The correct option is D 17.8 u

Atomic mass of E-1 isotope = 18 u
Atomic mass of E-2 isotope = 16 u
The relative abundances of E-1 isotope and E-2 isotope are in the ratio of 9 : 1.
Let the abundance of E-1 isotope be x% and that of E-2 isotope be (100 – x)%.

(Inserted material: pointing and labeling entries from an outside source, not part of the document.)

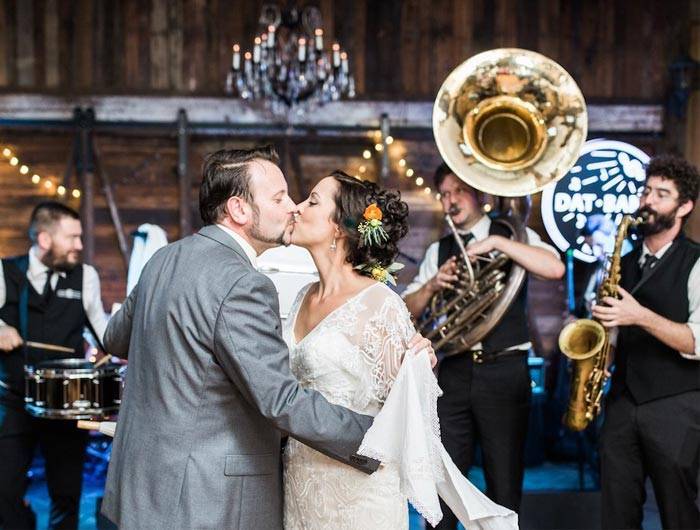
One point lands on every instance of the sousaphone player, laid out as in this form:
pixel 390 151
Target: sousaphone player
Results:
pixel 507 122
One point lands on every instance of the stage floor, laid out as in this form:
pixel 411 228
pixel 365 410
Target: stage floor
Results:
pixel 551 480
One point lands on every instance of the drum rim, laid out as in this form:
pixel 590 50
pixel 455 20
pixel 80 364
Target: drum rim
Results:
pixel 55 372
pixel 71 414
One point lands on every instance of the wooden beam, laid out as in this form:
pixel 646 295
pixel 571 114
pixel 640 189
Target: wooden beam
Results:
pixel 602 118
pixel 87 185
pixel 183 176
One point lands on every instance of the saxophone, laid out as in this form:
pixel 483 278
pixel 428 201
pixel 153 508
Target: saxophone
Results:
pixel 587 343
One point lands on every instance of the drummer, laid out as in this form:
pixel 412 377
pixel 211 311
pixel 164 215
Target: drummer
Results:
pixel 46 296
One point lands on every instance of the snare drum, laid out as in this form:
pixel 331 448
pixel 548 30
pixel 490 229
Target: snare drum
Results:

Now, according to the question:
$\frac{x}{100-x}=\frac{9}{1}$
x = 900 – 9x
10x = 900
x = 90
Therefore, x is 90% and (100 – x) is 10%.
$\text{Average atomic mass of E}=\frac{\text{Atomic mass of E-1 x x\% + Atomic mass of E-2 x (100 - x)\%}}{100}$
$=\frac{18u\times 90+16u\times 10}{100}$
$=\frac{1620u+160u}{100}$
= 17.8 u
Hence, the correct answer is option (d).